The group behind the effort tweeted their praise and their thanks. “There is a hunger for civility in our politics,” Trippi tweeted. “A blow for civilization and peace,” wrote Jarvis. “It’s possible to help the RNC recover from an unfair attempt to damage them, then try to beat them fairly. Both things are worth protecting,” said Shirky.
“I think that the enthusiasm with which this proposal was met is evidence that people recognize the growing threat to our basic democratic processes,” says Weinberger, who ran the page. “This election season seems to be normalizing political violence. Not firebombing, that sort of political violence is still shocking, as it should be. But bullying, name calling, intimidating, threatening lawsuits, threatening the legitimacy of the election process itself, all of these prevent democracy from functioning as it should.”

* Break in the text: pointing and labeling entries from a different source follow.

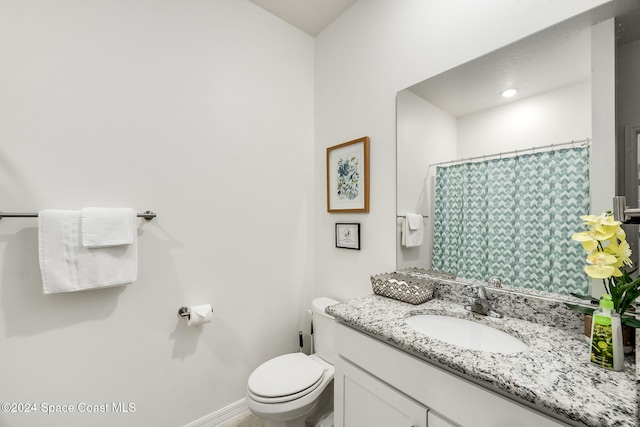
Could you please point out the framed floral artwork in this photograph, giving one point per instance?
(348, 236)
(348, 176)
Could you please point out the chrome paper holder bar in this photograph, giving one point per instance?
(185, 312)
(624, 214)
(148, 215)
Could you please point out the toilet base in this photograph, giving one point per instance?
(308, 414)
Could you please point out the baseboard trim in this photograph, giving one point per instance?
(221, 415)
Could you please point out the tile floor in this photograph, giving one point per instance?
(244, 420)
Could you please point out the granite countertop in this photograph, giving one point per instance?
(553, 375)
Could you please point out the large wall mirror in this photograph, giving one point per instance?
(570, 79)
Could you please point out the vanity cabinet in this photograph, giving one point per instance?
(368, 402)
(377, 385)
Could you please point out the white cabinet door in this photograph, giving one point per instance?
(363, 401)
(434, 420)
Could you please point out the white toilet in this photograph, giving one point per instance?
(283, 391)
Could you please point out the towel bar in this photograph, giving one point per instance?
(148, 215)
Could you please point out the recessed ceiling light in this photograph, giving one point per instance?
(509, 92)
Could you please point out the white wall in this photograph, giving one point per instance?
(374, 50)
(201, 111)
(550, 118)
(425, 135)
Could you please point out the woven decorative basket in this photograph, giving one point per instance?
(403, 287)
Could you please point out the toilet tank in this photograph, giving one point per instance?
(324, 329)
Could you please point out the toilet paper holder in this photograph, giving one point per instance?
(186, 313)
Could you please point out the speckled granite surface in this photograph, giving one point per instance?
(553, 374)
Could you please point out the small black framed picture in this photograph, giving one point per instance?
(348, 235)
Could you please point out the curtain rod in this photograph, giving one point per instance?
(584, 142)
(148, 215)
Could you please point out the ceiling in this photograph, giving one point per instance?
(556, 57)
(310, 16)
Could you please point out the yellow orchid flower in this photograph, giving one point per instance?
(600, 265)
(622, 252)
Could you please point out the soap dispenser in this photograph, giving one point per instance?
(606, 337)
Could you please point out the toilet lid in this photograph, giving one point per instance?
(285, 375)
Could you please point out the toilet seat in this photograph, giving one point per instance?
(285, 378)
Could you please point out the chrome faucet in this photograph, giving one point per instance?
(496, 282)
(480, 304)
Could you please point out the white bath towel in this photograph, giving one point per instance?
(412, 230)
(108, 227)
(66, 265)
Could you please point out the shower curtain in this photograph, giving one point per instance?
(513, 218)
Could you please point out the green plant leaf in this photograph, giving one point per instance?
(630, 321)
(584, 297)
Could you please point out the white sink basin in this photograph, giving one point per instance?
(465, 333)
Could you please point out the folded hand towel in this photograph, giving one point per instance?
(68, 266)
(108, 227)
(412, 230)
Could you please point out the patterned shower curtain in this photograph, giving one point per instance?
(513, 218)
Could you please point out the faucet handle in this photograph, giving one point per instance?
(496, 282)
(480, 291)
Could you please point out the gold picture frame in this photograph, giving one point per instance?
(348, 176)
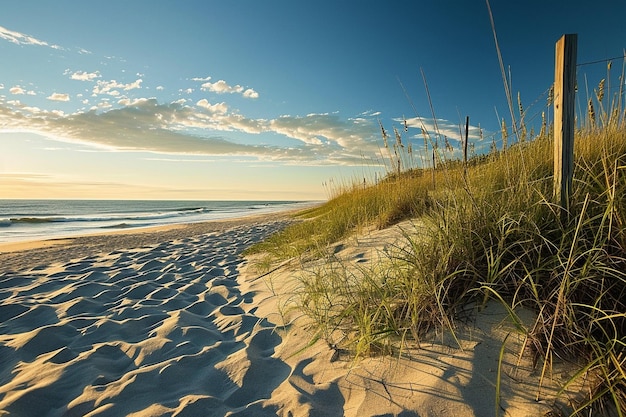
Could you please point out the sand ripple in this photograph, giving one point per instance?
(159, 330)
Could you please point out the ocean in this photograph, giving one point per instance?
(24, 220)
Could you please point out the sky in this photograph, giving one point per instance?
(270, 100)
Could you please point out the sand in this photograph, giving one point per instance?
(175, 322)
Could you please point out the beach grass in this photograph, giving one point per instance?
(488, 231)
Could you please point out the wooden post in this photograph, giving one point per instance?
(465, 145)
(564, 96)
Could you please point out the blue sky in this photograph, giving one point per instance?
(265, 100)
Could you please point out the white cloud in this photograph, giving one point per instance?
(250, 93)
(59, 97)
(221, 108)
(221, 87)
(17, 90)
(179, 128)
(111, 87)
(85, 76)
(22, 39)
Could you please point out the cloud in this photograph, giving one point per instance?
(222, 87)
(213, 108)
(17, 90)
(22, 39)
(250, 93)
(59, 97)
(203, 128)
(111, 87)
(84, 76)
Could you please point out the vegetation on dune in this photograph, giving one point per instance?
(488, 230)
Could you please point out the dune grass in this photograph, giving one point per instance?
(491, 232)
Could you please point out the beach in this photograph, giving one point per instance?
(173, 321)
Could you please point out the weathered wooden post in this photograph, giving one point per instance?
(465, 146)
(564, 96)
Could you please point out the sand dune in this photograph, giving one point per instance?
(177, 323)
(157, 330)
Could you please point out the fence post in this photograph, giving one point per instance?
(465, 145)
(564, 96)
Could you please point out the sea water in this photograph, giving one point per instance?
(23, 220)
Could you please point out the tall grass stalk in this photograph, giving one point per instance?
(493, 233)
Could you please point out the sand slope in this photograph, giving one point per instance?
(159, 330)
(179, 324)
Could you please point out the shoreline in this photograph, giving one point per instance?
(174, 321)
(63, 249)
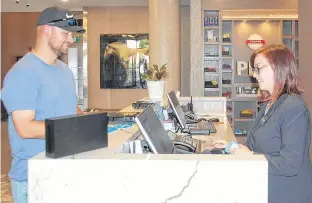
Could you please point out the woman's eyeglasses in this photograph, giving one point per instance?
(255, 70)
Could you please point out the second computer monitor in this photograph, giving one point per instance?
(177, 109)
(154, 132)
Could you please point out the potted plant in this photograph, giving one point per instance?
(156, 80)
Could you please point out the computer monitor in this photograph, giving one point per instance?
(177, 109)
(154, 132)
(68, 135)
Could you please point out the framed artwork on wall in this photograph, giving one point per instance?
(124, 58)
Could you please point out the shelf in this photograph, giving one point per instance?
(212, 89)
(211, 27)
(208, 43)
(244, 79)
(244, 119)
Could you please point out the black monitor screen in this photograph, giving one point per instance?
(154, 132)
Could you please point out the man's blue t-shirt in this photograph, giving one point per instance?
(49, 90)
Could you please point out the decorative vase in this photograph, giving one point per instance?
(156, 90)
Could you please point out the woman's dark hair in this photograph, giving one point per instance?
(282, 61)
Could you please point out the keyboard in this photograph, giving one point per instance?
(207, 125)
(187, 139)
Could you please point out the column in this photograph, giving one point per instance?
(305, 46)
(165, 39)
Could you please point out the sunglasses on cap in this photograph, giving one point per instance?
(70, 21)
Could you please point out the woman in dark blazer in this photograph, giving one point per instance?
(282, 128)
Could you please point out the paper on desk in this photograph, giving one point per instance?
(111, 129)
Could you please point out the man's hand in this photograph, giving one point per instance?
(26, 126)
(240, 149)
(220, 144)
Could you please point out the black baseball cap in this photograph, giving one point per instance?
(61, 18)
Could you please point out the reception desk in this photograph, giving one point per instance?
(108, 175)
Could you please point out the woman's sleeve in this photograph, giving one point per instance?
(295, 129)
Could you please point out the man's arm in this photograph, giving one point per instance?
(79, 111)
(26, 126)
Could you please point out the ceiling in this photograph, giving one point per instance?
(38, 5)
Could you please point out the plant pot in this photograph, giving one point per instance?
(156, 90)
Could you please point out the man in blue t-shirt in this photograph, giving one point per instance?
(37, 87)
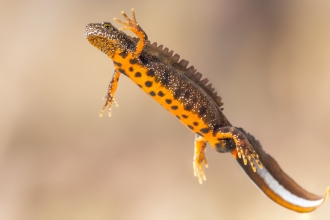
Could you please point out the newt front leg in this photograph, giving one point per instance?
(199, 158)
(111, 92)
(136, 29)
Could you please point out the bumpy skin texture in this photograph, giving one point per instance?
(181, 91)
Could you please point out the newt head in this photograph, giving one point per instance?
(104, 36)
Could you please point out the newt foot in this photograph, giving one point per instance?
(108, 102)
(131, 24)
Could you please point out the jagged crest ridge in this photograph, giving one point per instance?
(182, 66)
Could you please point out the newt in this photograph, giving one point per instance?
(183, 92)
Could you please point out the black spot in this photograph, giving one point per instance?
(122, 71)
(187, 94)
(202, 111)
(205, 130)
(133, 61)
(165, 79)
(168, 101)
(188, 107)
(145, 60)
(117, 64)
(225, 130)
(199, 134)
(148, 84)
(151, 73)
(123, 54)
(177, 93)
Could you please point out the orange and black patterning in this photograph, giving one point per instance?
(183, 93)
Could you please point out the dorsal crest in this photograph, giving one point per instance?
(182, 66)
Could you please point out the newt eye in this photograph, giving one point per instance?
(107, 26)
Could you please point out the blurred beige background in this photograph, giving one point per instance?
(60, 160)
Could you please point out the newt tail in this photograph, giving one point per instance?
(184, 93)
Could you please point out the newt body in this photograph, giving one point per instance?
(182, 92)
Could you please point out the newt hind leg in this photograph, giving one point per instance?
(243, 147)
(199, 158)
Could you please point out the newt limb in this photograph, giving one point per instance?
(109, 98)
(243, 147)
(199, 158)
(132, 25)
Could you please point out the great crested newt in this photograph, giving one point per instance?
(183, 92)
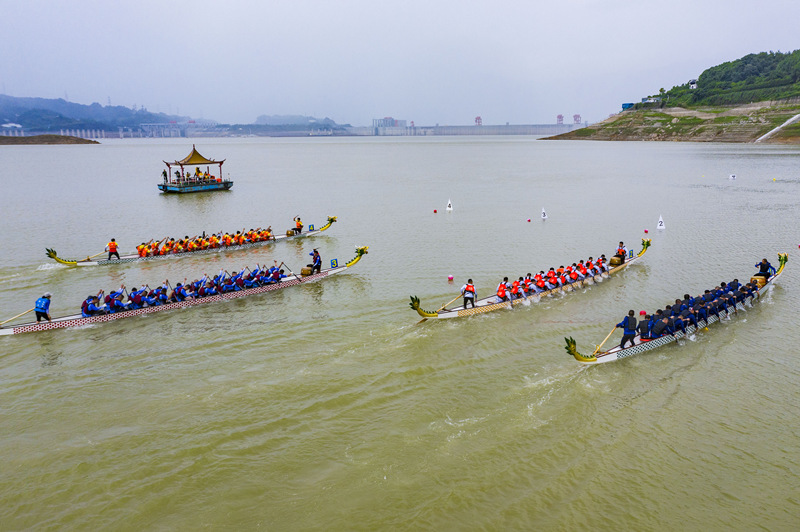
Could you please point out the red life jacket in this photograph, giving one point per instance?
(501, 290)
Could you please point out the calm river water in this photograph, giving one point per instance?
(324, 407)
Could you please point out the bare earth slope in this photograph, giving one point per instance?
(744, 123)
(44, 139)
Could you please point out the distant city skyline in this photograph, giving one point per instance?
(442, 62)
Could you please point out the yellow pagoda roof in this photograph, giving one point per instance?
(194, 158)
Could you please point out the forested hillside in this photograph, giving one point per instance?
(753, 78)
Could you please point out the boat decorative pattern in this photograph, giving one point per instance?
(481, 309)
(78, 321)
(51, 253)
(617, 353)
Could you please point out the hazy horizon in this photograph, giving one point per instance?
(440, 62)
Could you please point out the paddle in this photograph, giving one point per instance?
(604, 341)
(17, 316)
(440, 308)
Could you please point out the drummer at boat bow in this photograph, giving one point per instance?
(112, 249)
(628, 326)
(468, 291)
(622, 251)
(42, 307)
(316, 262)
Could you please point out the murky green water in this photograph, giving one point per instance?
(325, 407)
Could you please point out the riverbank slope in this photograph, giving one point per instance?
(44, 139)
(744, 123)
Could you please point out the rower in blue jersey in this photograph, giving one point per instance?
(628, 326)
(765, 269)
(42, 307)
(316, 262)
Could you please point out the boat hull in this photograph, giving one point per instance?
(79, 321)
(136, 258)
(490, 304)
(185, 188)
(641, 346)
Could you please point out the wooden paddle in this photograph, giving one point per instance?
(17, 316)
(441, 308)
(604, 341)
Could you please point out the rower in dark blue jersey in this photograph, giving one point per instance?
(765, 269)
(42, 307)
(628, 326)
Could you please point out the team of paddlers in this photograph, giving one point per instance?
(219, 240)
(224, 282)
(169, 245)
(686, 311)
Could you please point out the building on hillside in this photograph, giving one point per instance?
(388, 126)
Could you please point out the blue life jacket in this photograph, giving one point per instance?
(42, 305)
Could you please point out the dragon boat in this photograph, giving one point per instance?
(490, 304)
(78, 320)
(640, 346)
(134, 257)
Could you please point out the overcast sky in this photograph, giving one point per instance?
(429, 61)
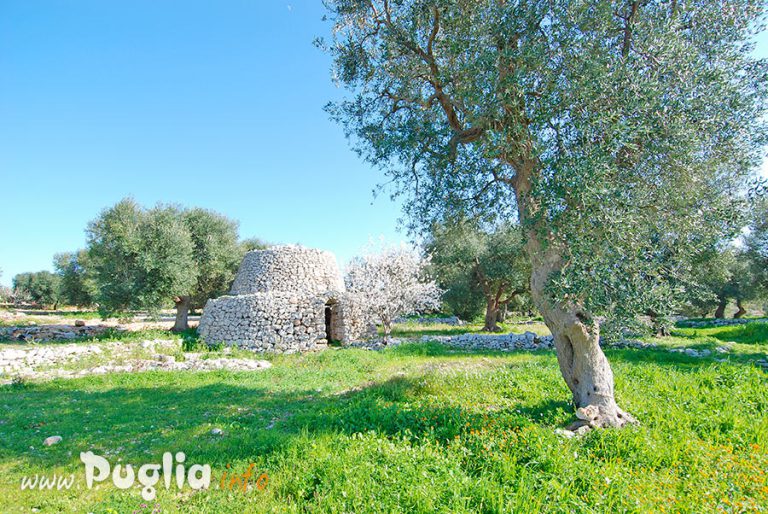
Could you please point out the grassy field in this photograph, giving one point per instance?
(416, 428)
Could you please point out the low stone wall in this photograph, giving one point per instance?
(50, 332)
(451, 320)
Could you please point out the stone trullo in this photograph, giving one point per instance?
(285, 299)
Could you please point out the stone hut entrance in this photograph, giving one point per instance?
(331, 313)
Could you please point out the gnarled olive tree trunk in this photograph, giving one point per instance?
(491, 315)
(721, 305)
(742, 311)
(576, 333)
(182, 313)
(577, 341)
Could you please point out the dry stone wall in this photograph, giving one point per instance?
(284, 299)
(288, 268)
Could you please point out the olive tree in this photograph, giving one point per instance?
(391, 282)
(141, 259)
(216, 255)
(77, 285)
(756, 248)
(609, 129)
(41, 287)
(466, 258)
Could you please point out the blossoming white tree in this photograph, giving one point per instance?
(391, 282)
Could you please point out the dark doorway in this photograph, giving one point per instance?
(329, 322)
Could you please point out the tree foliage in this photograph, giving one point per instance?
(41, 287)
(147, 259)
(391, 282)
(621, 134)
(77, 285)
(485, 268)
(141, 258)
(608, 108)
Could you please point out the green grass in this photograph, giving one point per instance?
(416, 428)
(416, 330)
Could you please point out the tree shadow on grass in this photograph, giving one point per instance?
(138, 424)
(748, 333)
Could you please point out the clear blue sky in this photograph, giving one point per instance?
(215, 104)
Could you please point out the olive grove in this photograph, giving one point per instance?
(610, 130)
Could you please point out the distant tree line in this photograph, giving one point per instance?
(139, 259)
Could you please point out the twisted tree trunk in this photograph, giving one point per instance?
(741, 312)
(582, 362)
(720, 312)
(182, 313)
(491, 315)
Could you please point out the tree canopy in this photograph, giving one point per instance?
(476, 265)
(613, 131)
(41, 287)
(77, 285)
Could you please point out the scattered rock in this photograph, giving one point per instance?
(720, 322)
(32, 332)
(54, 439)
(587, 413)
(451, 320)
(583, 430)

Weinberger and officials in North Carolina are now trying to figure out the best way to transfer the funds. Earl McKee, chair of the Orange County Commissioners, told TIME he’s working with the board of elections and the county attorney to figure out how to dispense the funds without running afoul of election and campaign finance law, which is strict about the reporting and usage of funds for political purposes. “It is currently in stasis,” McKee said of the money. “It is simply sitting there waiting for the decision as to how it can be used… The party officials on the local level were very appreciative of the effort. I think they, like I and like Mr. Weinberger, are concerned that whatever is done adheres strictly to protocol and law.”
While the money gets sorted out, the comments on the GoFundMe page provide a window into members of the electorate who are willing to come together and support each other despite the divisive election season. “Sorry about the fire,” one donor who gave $75 to the cause commented. “I’m not Republican but we are all American.”
“May we be spared Trump,” wrote another who gave $10, “but not this way.”